If you’re anything like me, your first draft is messy—sentence flow and punctuation might be off, certain word strings don’t make sense, and don’t even get me started on editing while writing a first draft. The words “edit” and “first draft” should not be anywhere near each other while you’re just beginning your creative flow.
However, that phrase—word count— keeps stabbing me in the side, as it does with other writers, perhaps. Some days my word count is in the thousands, and some days, barely in the hundreds.
I read Stephen King’s memoir, On Writing, and among many tidbits of sound advice, he mentioned that he shoots for 1,000 words a day at minimum. I’m no Stephen King—there can only be one, and he does it perfectly. Yet, I recognized this as a challenge—and knowing me and my perfectionistic tendencies—I accepted. After all, who doesn’t want to at least try and emulate Stephen King? I realize some of his advice is 100% personal preference, and some of it is absolute gospel.
So I tried on different pieces of his advice, along with the advice of other writers, only keeping what fit into my own little writing corner. It seemed to be working. Writing intuitively felt right; and if you want more information on writing intuitively click here to read my writing coach, Lauren’s, take on the subject. She’s amazing.
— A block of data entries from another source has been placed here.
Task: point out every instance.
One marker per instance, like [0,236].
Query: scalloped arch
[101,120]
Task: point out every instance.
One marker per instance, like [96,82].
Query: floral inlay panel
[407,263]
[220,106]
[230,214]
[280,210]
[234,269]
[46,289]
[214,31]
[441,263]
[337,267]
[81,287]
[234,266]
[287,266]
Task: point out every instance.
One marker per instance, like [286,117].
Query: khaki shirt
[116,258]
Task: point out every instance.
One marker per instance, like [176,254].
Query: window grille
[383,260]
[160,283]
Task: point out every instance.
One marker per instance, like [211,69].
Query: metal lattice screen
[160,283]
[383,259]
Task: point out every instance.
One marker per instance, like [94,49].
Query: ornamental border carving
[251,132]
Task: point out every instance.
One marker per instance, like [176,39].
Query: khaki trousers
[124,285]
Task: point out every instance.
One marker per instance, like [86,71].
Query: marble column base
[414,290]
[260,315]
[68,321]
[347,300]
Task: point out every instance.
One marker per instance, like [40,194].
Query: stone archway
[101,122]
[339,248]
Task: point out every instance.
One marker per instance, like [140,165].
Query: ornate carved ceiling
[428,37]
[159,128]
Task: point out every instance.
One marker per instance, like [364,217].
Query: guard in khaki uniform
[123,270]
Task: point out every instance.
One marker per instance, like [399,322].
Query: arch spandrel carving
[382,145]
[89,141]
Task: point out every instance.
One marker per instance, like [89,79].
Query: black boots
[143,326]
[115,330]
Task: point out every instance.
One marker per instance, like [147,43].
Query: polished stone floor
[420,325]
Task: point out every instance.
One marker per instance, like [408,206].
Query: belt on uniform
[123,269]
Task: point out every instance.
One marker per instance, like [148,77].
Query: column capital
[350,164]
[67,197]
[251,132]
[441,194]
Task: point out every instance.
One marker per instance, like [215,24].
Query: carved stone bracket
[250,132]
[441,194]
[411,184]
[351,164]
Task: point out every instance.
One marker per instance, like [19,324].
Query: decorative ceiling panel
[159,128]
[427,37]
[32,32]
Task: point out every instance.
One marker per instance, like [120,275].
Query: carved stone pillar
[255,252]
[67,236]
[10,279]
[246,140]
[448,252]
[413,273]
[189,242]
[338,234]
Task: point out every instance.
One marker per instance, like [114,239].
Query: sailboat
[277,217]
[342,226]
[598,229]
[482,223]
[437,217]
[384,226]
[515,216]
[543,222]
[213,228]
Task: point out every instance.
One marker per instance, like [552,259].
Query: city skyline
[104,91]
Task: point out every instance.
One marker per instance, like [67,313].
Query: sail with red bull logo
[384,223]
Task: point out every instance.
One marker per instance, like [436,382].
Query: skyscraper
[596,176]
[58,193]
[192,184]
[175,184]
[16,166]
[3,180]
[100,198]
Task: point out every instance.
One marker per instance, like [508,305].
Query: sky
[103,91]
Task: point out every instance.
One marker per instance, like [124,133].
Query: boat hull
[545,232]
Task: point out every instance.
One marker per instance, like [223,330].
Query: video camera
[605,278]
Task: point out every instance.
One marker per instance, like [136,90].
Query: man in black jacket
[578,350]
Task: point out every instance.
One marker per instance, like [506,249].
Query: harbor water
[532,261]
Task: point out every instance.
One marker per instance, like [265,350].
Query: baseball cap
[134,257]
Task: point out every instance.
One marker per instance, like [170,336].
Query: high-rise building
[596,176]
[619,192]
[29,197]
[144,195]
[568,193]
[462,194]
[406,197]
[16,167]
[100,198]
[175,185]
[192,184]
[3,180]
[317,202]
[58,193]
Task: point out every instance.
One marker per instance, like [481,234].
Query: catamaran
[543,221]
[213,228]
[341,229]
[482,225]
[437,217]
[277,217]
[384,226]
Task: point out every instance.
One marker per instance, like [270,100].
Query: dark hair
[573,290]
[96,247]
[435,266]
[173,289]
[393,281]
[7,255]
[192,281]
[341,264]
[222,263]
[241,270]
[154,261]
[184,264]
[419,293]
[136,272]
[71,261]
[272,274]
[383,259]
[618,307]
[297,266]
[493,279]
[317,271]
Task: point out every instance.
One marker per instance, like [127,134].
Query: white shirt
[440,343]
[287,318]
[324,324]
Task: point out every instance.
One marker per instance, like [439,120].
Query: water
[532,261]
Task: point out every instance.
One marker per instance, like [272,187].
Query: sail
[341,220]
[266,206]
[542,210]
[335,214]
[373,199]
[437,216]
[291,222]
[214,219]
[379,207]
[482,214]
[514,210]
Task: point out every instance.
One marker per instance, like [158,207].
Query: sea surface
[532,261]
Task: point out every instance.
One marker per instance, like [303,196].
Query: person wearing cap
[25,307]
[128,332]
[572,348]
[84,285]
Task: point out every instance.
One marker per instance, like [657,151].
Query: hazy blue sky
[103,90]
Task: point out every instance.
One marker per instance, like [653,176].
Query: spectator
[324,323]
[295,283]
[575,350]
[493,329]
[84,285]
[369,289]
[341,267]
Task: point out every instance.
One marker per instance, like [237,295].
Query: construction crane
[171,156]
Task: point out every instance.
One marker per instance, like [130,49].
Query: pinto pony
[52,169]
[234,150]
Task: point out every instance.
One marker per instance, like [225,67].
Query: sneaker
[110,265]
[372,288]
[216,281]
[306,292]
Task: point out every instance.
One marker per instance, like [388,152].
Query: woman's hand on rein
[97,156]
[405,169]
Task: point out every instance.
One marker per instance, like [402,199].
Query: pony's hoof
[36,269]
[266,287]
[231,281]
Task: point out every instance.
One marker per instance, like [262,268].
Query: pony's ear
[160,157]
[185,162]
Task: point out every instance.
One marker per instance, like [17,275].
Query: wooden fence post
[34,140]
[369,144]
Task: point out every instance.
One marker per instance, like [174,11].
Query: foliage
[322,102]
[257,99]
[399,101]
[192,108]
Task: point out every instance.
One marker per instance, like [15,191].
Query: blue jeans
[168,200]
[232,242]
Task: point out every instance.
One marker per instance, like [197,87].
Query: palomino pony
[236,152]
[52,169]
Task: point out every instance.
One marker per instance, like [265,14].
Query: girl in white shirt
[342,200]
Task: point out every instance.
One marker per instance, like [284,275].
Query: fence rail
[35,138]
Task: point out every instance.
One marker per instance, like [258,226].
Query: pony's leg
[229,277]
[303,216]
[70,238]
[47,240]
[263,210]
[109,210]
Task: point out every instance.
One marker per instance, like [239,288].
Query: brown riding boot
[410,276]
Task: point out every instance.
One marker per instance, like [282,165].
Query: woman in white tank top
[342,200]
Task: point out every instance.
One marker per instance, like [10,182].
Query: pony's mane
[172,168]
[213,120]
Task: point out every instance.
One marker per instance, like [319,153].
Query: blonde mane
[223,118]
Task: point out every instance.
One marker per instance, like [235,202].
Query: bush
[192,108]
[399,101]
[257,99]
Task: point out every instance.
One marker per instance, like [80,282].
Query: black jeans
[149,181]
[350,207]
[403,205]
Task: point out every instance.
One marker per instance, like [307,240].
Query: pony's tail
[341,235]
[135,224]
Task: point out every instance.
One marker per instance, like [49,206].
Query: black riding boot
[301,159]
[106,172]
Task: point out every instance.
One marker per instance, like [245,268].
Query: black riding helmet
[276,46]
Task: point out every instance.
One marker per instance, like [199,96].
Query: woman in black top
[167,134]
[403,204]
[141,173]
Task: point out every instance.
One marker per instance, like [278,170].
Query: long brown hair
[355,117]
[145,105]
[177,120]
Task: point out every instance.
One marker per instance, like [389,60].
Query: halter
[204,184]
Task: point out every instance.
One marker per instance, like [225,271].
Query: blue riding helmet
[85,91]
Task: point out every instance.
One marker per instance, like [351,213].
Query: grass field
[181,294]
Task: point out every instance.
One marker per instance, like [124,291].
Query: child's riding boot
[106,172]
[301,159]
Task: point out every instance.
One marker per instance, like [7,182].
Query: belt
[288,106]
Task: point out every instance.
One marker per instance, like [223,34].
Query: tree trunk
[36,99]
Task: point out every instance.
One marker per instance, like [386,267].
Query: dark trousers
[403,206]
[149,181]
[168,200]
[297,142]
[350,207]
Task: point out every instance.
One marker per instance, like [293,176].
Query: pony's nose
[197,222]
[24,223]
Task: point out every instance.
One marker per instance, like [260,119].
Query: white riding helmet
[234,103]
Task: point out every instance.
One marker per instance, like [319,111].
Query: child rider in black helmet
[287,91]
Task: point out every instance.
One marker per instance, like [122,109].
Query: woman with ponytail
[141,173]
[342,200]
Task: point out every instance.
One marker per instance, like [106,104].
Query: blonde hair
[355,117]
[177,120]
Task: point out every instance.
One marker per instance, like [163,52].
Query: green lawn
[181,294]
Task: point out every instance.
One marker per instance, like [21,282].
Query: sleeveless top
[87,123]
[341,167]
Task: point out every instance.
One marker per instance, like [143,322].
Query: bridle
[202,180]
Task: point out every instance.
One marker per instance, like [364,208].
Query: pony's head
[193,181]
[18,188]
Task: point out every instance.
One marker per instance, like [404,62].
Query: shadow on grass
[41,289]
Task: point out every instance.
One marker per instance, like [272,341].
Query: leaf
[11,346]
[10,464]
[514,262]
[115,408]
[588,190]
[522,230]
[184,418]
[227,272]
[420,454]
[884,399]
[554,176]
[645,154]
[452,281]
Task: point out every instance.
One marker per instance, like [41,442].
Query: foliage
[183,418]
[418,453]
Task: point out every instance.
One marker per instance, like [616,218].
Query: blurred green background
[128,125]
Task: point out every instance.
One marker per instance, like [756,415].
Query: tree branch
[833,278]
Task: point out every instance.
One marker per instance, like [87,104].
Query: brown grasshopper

Trying on the 1,000 words a day started out rough and I beat myself up over barely making 500, a couple times a week. I thought, I can’t call myself a real writer if I’m not writing everyday and barely breaking 500 words when I do. Then Stephen asked, “Do you need someone to make you a paper badge with the word WRITER on it before you can believe you are one? God, I hope not.” Well how can I call myself a writer, Stephen, with my writing schedule and word count? I felt fucked, in a catch 22, with no lube.
Then I stepped back and remembered some of the conversations Lauren and I have had. Her advice echoed in my head: “INFJs need time to process things. Sometimes it takes a while and although it seems like you’re not actually doing anything, you are. You may not be writing, but your brain is working; it’s in a creative space. You just have to trust it.”
It took me a while to fully grasp what she was telling me. Once I had seen and felt it play out, while in different stages of my own creative process, it all made sense. So what if one day I get 500 and the next day I get 2,500? So fucking what? Maybe the day I got 500, I was interrupted by something. Maybe the day I got 2,500 was a glorious uninterrupted day that most writers dream about. And maybe the day I got no words in was a day I worked; which often leaves me drained, and my head full of other people’s words.
I had to learn (and I’m still learning) how to forgive myself for not meeting this desired word count. The count definitely helps keep me on track, I appreciate it for that reason. But in no way does it measure my self-worth as a writer, and in no way can it measure my healing process. It’s kind of like the dreaded scale on a weight-loss journey—it can’t measure all the steps you take to getting happy and healthy. It can’t measure how you feel.
And honestly, now that I think about it, it’s not really the word count that keeps me going. What keeps me going is how proud I am that I can write through some sordid, past experiences—see patterns within the bigger picture—and deal with my own shit. That’s worth counting—how many times I feel good after writing.
And isn’t that what Stephen King said writing is all about? “Getting up, getting well, getting over, and getting happy?” I believe it was. And that bit of advice, I’ll happily take to my grave.